5. Board independence and industry experience: The board of directors must have a majority of directors who are independent of management and the significant shareholder, if one exists. Half of the independent directors should have direct industry experience, narrowly defined.

6. Authority to fire the CEO: Independent directors must have the authority to replace the CEO if necessary, even if resisted by the significant shareholder, particularly if the CEO is the significant shareholder.

7. Conflicts of interest, whistle-blowing and ethics: Independent directors should have authority to approve all related-party transactions (transactions with company directors or officers). Related parties must not vote nor be in the room when the transaction is discussed. The code of conduct should be written in Mandarin and all employees and key suppliers should sign-off annually. Compliance should be independently assured (not by the company law firm) and reported directly to the audit committee. Follow up directives from the Audit Committee must be implemented. The audit committee must have access to resources and advisors to fulfill its obligations. A proper whistle-blowing procedure should also exist, with external reporting to, and clarification provided by, an independent service provider, preferably offshore.

8. D&O insurance: Director insurance and indemnification must be externally reviewed and adequate so the independent director is protected. Provisions to fund special committees and independent advisors should be provided, under the control of independent directors.

9. Risk assurance providers: Independent directors must have authority to direct their choice and funding of external independent assurance providers for any material business risk and/or internal controls, including over corruption, financial reporting and reputation risk. In Sino-Forest’s case, this would mean that the forestry consultant, Pöyry, would not qualify because Pöyry owned stock in Sino-Forest. The external assurance provider must be accountable to the independent directors and must not, as a firm (including any partners or related parties), provide any services whatsoever to management. The independent directors must have authority to hire, compensate and replace this assurance provider. Important assurance providers should meet directly with the relevant board committee, without management present.

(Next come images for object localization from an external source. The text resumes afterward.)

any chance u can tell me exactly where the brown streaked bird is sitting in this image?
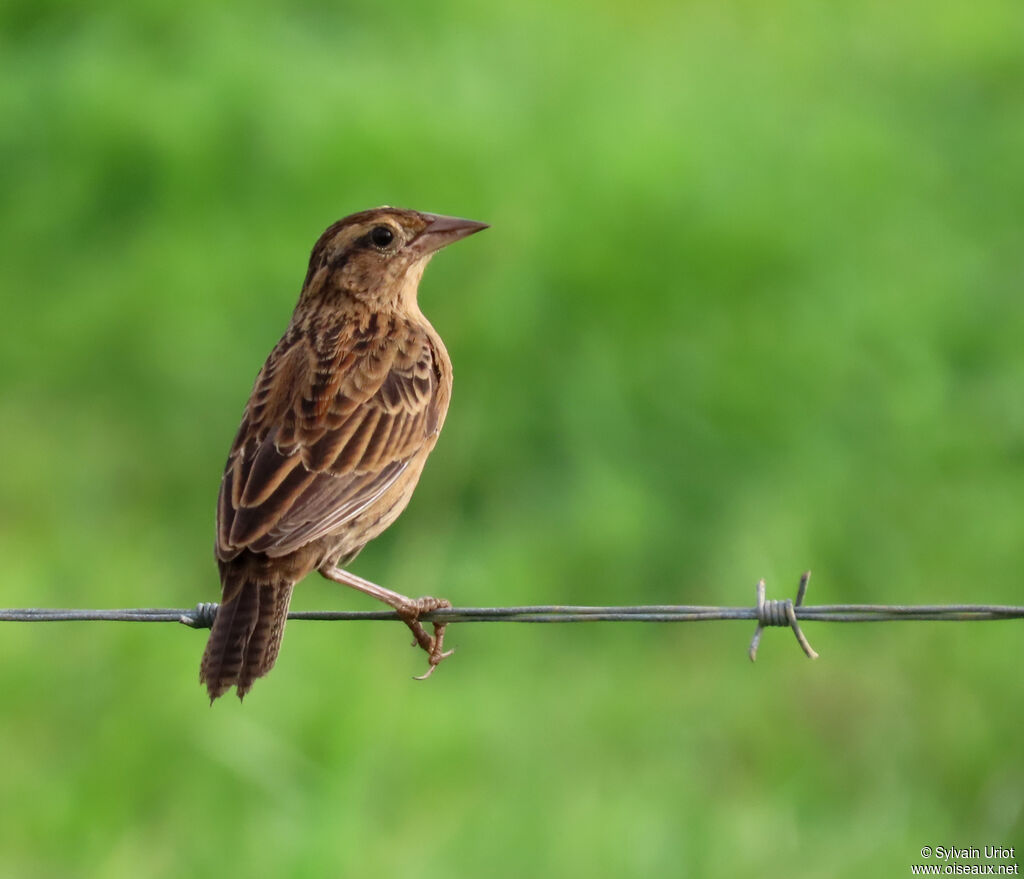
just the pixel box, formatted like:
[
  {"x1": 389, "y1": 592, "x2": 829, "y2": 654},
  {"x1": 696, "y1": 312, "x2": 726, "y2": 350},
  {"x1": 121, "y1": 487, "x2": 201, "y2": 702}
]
[{"x1": 200, "y1": 207, "x2": 487, "y2": 701}]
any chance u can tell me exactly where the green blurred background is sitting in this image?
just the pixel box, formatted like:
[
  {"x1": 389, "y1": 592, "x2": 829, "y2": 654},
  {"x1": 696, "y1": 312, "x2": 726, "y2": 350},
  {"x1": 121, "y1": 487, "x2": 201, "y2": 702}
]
[{"x1": 1, "y1": 1, "x2": 1022, "y2": 876}]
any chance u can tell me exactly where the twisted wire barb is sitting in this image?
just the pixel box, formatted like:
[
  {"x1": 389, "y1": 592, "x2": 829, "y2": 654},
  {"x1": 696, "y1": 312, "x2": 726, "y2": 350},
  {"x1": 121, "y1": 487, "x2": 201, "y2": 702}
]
[
  {"x1": 748, "y1": 571, "x2": 818, "y2": 661},
  {"x1": 2, "y1": 572, "x2": 1021, "y2": 660}
]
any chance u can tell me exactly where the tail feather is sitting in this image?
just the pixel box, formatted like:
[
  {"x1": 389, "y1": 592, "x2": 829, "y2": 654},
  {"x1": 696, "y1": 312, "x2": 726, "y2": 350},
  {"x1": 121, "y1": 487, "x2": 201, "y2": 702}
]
[
  {"x1": 200, "y1": 576, "x2": 295, "y2": 702},
  {"x1": 262, "y1": 581, "x2": 294, "y2": 672}
]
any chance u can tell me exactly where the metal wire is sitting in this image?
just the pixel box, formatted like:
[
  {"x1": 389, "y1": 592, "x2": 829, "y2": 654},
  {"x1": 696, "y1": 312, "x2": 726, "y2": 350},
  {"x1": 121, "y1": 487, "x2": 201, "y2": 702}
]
[{"x1": 2, "y1": 572, "x2": 1021, "y2": 660}]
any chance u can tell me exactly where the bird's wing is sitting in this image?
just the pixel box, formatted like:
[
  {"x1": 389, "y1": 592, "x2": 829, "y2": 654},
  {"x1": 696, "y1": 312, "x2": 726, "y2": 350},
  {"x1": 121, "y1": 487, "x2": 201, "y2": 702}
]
[{"x1": 216, "y1": 319, "x2": 446, "y2": 561}]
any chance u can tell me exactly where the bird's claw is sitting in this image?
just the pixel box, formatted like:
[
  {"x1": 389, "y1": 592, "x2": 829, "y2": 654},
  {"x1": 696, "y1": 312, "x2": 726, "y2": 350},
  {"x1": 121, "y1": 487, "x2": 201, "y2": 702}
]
[
  {"x1": 396, "y1": 596, "x2": 454, "y2": 680},
  {"x1": 413, "y1": 639, "x2": 455, "y2": 681}
]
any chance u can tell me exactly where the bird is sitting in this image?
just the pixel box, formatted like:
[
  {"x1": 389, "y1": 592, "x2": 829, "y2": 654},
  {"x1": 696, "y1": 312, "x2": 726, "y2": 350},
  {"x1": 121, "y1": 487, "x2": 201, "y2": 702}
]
[{"x1": 200, "y1": 207, "x2": 487, "y2": 701}]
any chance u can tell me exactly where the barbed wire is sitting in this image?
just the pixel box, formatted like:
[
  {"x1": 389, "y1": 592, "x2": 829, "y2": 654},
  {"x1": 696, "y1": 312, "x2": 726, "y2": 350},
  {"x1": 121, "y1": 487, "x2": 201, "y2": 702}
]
[{"x1": 2, "y1": 573, "x2": 1021, "y2": 660}]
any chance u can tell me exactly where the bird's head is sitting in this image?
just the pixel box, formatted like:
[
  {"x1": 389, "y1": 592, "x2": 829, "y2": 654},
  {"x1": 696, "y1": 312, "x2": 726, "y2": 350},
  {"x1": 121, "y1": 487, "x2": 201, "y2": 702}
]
[{"x1": 299, "y1": 207, "x2": 487, "y2": 311}]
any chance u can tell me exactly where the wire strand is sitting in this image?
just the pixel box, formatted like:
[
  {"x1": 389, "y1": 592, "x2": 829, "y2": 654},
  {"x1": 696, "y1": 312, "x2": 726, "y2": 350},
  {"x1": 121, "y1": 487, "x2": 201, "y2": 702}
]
[{"x1": 2, "y1": 572, "x2": 1021, "y2": 660}]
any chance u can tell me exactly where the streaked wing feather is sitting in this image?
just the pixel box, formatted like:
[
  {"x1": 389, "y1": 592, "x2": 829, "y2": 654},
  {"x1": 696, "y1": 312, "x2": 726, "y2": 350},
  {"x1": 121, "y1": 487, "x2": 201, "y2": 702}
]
[
  {"x1": 250, "y1": 460, "x2": 409, "y2": 555},
  {"x1": 216, "y1": 320, "x2": 441, "y2": 561}
]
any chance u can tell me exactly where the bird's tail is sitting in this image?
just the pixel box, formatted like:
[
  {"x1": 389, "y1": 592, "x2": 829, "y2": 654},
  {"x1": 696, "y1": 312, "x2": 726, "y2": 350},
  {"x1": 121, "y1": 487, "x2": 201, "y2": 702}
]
[{"x1": 199, "y1": 569, "x2": 295, "y2": 702}]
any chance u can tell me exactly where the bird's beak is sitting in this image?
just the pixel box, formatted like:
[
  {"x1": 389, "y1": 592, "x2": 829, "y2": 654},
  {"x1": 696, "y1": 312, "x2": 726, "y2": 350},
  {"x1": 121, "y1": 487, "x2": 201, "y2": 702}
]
[{"x1": 412, "y1": 213, "x2": 489, "y2": 255}]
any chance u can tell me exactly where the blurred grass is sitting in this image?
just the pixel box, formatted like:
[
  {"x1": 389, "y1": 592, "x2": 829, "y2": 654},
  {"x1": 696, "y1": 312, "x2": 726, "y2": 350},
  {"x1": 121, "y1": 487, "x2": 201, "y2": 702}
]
[{"x1": 1, "y1": 0, "x2": 1023, "y2": 876}]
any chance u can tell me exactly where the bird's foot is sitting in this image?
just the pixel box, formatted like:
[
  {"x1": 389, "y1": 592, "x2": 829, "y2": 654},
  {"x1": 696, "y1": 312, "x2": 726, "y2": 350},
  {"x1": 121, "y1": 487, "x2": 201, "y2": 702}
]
[
  {"x1": 317, "y1": 567, "x2": 455, "y2": 679},
  {"x1": 395, "y1": 596, "x2": 455, "y2": 680}
]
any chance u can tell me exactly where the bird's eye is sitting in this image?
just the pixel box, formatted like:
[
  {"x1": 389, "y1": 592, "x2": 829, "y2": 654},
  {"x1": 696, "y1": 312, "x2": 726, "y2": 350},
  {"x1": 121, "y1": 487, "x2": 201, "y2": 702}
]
[{"x1": 370, "y1": 225, "x2": 395, "y2": 248}]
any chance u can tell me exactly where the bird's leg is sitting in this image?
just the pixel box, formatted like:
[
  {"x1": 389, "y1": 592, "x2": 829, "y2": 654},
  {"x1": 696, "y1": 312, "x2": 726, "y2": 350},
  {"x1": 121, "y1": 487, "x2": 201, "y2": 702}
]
[{"x1": 319, "y1": 566, "x2": 454, "y2": 678}]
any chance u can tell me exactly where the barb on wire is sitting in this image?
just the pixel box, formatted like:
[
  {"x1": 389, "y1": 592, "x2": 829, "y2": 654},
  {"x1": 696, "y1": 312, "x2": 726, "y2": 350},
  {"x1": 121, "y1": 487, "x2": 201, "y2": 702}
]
[
  {"x1": 1, "y1": 571, "x2": 1022, "y2": 660},
  {"x1": 748, "y1": 571, "x2": 818, "y2": 661}
]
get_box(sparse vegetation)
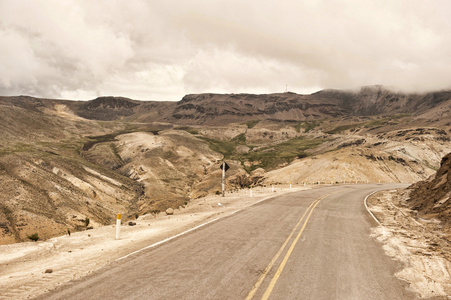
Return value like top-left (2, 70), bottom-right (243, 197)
top-left (232, 133), bottom-right (246, 143)
top-left (27, 233), bottom-right (39, 242)
top-left (293, 121), bottom-right (321, 133)
top-left (326, 123), bottom-right (362, 134)
top-left (245, 120), bottom-right (261, 128)
top-left (110, 143), bottom-right (124, 163)
top-left (238, 136), bottom-right (326, 172)
top-left (186, 128), bottom-right (199, 135)
top-left (197, 136), bottom-right (238, 158)
top-left (199, 134), bottom-right (326, 172)
top-left (177, 126), bottom-right (199, 135)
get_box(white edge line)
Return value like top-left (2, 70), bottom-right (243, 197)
top-left (364, 191), bottom-right (382, 226)
top-left (115, 193), bottom-right (282, 261)
top-left (115, 217), bottom-right (220, 261)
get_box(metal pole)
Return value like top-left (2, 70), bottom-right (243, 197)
top-left (222, 162), bottom-right (225, 197)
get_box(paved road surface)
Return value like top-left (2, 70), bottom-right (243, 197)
top-left (38, 184), bottom-right (418, 300)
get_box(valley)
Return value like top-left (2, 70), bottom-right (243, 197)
top-left (0, 86), bottom-right (450, 244)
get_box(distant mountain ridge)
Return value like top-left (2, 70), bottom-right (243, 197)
top-left (1, 86), bottom-right (451, 124)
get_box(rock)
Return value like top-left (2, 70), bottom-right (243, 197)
top-left (166, 208), bottom-right (174, 215)
top-left (251, 168), bottom-right (266, 177)
top-left (128, 221), bottom-right (137, 226)
top-left (45, 269), bottom-right (53, 274)
top-left (86, 226), bottom-right (93, 230)
top-left (236, 145), bottom-right (250, 154)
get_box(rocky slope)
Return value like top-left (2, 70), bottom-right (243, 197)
top-left (407, 152), bottom-right (451, 226)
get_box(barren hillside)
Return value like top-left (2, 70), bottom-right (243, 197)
top-left (407, 152), bottom-right (451, 226)
top-left (1, 86), bottom-right (450, 244)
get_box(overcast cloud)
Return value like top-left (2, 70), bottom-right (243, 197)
top-left (1, 0), bottom-right (450, 101)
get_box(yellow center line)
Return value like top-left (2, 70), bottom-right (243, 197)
top-left (261, 198), bottom-right (322, 300)
top-left (245, 198), bottom-right (320, 300)
top-left (246, 191), bottom-right (341, 300)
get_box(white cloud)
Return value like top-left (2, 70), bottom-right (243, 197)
top-left (1, 0), bottom-right (450, 101)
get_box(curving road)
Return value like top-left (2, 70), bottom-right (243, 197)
top-left (38, 184), bottom-right (418, 300)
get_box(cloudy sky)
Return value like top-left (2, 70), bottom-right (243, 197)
top-left (1, 0), bottom-right (450, 101)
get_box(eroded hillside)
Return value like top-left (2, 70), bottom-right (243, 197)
top-left (1, 87), bottom-right (450, 244)
top-left (407, 152), bottom-right (451, 226)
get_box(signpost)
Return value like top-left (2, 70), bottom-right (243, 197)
top-left (220, 162), bottom-right (230, 197)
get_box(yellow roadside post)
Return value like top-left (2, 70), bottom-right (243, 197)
top-left (116, 214), bottom-right (121, 240)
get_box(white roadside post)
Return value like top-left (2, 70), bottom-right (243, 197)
top-left (250, 187), bottom-right (253, 198)
top-left (272, 184), bottom-right (275, 192)
top-left (116, 214), bottom-right (121, 240)
top-left (290, 182), bottom-right (292, 189)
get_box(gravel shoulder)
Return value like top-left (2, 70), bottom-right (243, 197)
top-left (0, 185), bottom-right (307, 300)
top-left (367, 189), bottom-right (451, 299)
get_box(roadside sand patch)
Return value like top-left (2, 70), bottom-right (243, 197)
top-left (368, 190), bottom-right (451, 298)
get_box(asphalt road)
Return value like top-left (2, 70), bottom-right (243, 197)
top-left (38, 184), bottom-right (418, 300)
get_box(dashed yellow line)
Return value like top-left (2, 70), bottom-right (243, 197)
top-left (246, 191), bottom-right (339, 300)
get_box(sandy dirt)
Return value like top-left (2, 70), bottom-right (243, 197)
top-left (368, 189), bottom-right (451, 299)
top-left (0, 185), bottom-right (307, 300)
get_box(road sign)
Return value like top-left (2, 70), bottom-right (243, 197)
top-left (221, 162), bottom-right (230, 197)
top-left (220, 162), bottom-right (230, 172)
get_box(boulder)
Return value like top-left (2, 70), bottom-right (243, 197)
top-left (166, 208), bottom-right (174, 215)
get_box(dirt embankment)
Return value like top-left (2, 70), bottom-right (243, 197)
top-left (407, 152), bottom-right (451, 226)
top-left (368, 189), bottom-right (451, 298)
top-left (367, 153), bottom-right (451, 298)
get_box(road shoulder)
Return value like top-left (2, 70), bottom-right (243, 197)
top-left (367, 189), bottom-right (451, 298)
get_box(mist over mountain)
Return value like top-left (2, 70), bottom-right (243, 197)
top-left (13, 86), bottom-right (445, 125)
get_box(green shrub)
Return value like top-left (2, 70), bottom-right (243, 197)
top-left (27, 233), bottom-right (39, 242)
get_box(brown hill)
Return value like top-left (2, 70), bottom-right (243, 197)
top-left (1, 86), bottom-right (450, 244)
top-left (3, 86), bottom-right (451, 126)
top-left (125, 87), bottom-right (451, 125)
top-left (407, 153), bottom-right (451, 226)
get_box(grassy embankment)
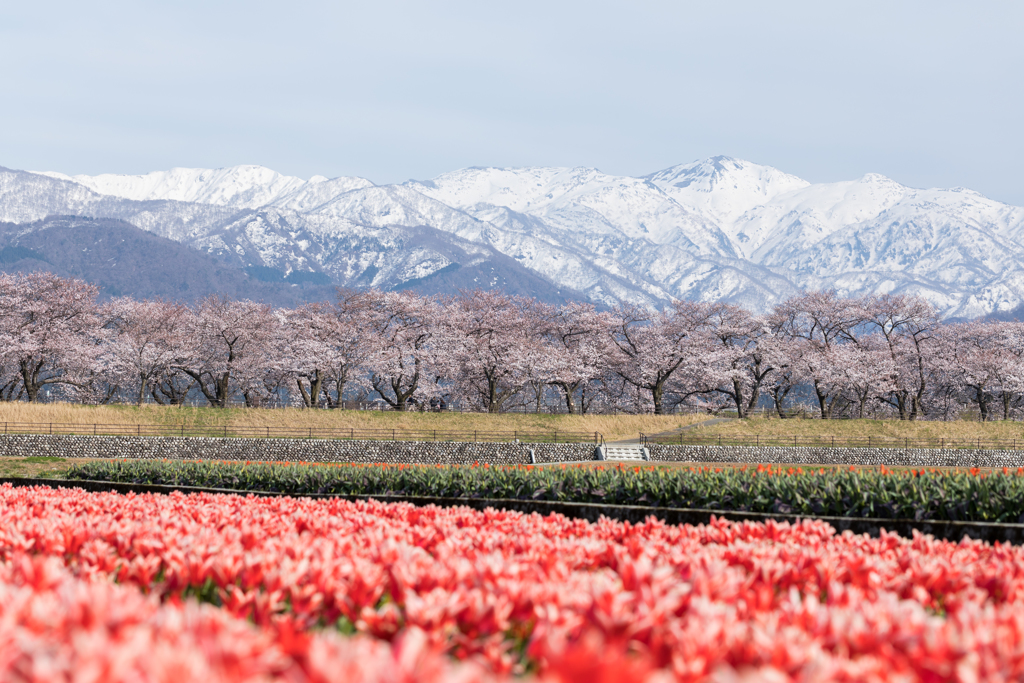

10. Board leadership: The chair of the board must be an independent director with leadership and industry experience sitting on listed Anglo-American company boards. In Sino-Forest’s case, Allen Chan, who resides in Hong Kong, would have to have relinquished his position as chair. Lead directors are not adequate for Chinese and Indian companies. The notion of an independent director, without industry experience, sitting in board meetings being run by the CEO, who may be offshore, who controls the agenda, information, discussions and minutes (which are responsibilities of the chair), is very problematic.

11. Audit committee leadership: The chair of the audit committee must be an independent financial expert with experience sitting on listed Anglo-American company audit committees.

12. Local board meetings and exposure to operations: The board must meet at least once a year in China (or India as the case may be). Independent directors should meet separately with local management and important stakeholders without senior management present. All recommendations must be acted upon and with a progress report provided to independent directors.

So what can we glean from the Sino-Forest debacle?

Do your homework before you accept a board appointment to a China- and India-based company. The governance shortcomings of Sino-Forest were several. Sophisticated directors are well-advised—when their reputation and assets are put at risk in sitting on any board with operations in corrupt jurisdictions—to insist on proper governance safeguards like the ones mentioned above, to provide a corruption risk surcharge.

The mistake is made in not doing one’s governance due diligence at the front end of a board appointment. Once one is sitting on the board, and has accepted the status quo, it may be too late and a price may be paid.